The look Rhys gave Mor brought a smile to Azriel's mouth. The brief moment didn't last long.
In the room next to theirs, something heavy was thrown at the wall. A piece of wood splintered through the plaster and wood, and Mor and Cassian flinched at the power behind it.
Unlike his friends, Azriel had been expecting it, wanting for his High Lord to call out for the war-bands to assemble.
"You alright Az," Rhys noticed something.
"Yes." The shadowsinger only moved to the other wall, falling back into the shadows once more.
For once it killed Azriel to be so detached from it all.
"He'll destroy half of Velaris if he could," Cassian said bringing the cup of water to his mouth, no ounce of liquor on his breath, not wasting a reason for Rhys not to make use of him, but any humor left in Cassian was gone. It seemed as if the dark shadows of Night pressed on all their sides, the wind's whistle seemed less inviting than most nights, and that only made Azriel more somber.
"DON'T FUCKEN TELL ME TO STOP! I'LL STOP WHEN I'M DEAD!" The very mountain shook with the scream through the Night. At least that voice kept Azriel awake.
That ancient High Lord's power scared most. Especially those court members whom had the most to lose in this fallout.
"You must control yourself my Lord!" Lord Keir tried to control Rhysand's father once more by raising his voice, he had been called from the Hewn City by some concerned court members. "The Night Court looks to you for leadership in this trying time"-
Azriel had wondered if it was wise to have Mor's abusive and horribly demented father try to tame the Dark Beast that had once unleashed devastation on rebellious Illyrian warbands and Hybern generals alike.

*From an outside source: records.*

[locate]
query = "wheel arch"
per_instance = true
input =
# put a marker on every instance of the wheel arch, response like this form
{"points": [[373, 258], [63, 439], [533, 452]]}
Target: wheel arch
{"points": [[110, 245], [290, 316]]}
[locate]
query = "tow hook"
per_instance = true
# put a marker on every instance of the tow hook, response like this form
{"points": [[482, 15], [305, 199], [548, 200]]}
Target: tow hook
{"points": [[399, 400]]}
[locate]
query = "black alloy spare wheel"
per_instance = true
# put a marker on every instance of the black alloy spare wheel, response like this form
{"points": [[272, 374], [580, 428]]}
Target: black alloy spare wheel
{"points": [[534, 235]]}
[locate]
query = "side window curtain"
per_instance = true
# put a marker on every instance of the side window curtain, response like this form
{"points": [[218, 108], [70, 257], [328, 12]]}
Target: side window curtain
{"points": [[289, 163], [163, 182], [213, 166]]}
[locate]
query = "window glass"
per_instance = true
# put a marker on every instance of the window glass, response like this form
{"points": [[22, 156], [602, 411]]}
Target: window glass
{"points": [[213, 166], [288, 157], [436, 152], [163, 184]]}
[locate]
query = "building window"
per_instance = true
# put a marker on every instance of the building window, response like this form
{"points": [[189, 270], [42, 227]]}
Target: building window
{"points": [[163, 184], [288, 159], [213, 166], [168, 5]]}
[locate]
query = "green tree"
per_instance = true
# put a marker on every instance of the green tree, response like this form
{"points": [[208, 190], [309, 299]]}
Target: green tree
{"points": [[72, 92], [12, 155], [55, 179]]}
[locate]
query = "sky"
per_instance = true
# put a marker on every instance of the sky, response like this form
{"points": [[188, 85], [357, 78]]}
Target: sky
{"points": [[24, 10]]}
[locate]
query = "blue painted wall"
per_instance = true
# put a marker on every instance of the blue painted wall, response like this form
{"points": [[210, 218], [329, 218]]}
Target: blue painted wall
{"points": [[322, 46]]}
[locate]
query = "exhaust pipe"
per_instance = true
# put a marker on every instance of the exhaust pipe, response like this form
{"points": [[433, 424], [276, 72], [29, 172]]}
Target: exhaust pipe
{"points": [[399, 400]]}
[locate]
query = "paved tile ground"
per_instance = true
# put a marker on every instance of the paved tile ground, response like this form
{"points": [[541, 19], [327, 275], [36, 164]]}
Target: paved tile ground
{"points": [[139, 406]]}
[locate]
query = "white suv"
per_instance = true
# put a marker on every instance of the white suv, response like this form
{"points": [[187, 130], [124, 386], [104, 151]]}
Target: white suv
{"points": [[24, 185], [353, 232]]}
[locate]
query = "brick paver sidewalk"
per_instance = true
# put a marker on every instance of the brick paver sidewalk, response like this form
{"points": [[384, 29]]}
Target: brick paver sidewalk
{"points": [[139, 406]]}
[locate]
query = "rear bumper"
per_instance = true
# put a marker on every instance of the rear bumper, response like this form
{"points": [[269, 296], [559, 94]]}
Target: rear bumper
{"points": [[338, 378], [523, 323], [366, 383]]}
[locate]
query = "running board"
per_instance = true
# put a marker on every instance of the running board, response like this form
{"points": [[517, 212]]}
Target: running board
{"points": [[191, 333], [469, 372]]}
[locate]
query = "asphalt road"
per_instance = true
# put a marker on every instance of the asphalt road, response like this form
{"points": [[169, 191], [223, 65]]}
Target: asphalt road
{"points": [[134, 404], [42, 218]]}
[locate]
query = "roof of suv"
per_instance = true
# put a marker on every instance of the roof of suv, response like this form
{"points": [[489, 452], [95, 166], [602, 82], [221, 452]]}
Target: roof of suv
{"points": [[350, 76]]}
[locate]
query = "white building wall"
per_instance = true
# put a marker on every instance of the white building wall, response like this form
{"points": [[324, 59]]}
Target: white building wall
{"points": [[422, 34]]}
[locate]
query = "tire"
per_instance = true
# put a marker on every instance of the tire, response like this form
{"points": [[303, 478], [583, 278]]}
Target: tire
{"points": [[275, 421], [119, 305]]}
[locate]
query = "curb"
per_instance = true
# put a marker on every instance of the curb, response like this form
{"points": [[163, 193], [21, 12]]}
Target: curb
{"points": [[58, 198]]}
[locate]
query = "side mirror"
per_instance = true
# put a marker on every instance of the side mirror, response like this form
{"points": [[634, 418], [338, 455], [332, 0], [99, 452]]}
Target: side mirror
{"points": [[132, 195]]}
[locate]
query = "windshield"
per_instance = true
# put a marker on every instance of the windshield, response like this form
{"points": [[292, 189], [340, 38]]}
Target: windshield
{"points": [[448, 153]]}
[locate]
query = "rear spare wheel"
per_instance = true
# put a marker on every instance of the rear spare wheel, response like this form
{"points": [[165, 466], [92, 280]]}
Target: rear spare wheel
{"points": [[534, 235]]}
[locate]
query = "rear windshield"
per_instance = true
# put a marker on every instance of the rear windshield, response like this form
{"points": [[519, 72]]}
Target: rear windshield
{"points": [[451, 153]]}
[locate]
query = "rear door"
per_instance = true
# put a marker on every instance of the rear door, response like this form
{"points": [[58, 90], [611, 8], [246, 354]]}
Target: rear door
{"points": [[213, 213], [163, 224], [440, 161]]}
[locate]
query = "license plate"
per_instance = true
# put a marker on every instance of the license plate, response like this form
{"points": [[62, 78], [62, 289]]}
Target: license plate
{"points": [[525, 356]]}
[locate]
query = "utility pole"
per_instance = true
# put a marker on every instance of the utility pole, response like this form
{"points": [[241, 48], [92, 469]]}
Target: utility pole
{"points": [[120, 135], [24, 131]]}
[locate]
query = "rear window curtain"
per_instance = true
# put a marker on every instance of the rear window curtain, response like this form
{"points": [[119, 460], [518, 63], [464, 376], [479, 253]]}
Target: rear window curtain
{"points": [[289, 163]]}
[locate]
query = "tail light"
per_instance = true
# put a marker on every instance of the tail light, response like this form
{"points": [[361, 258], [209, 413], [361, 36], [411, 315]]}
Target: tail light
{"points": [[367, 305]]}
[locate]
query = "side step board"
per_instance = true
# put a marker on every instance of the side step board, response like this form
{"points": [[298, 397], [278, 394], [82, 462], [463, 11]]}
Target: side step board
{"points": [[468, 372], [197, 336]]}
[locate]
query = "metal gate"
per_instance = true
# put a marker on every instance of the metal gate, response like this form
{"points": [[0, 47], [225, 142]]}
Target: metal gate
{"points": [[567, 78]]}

"FUCK YOU KEIR!" Rhysand's father roared at the Darkbringer to get out. Azriel got some satisfaction from hearing his usually composed High Lord lash out at one of the males that would be better off dead. "HOW DARE YOU TELL ME WHAT I SHOULD OR SHOULDN'T DO!"
"I didn't mean it my Lord."
"YOU DID YOU FUCKER!" Something else crashed and Azriel hoped it was Keir himself.
He counted his blessings when Keir spoke up again, tempting his death. "But my Lord we must plan the funeral rites, we can still bury their heads, give them the proper send-off as tradition commands,"- that was not the right thing to say.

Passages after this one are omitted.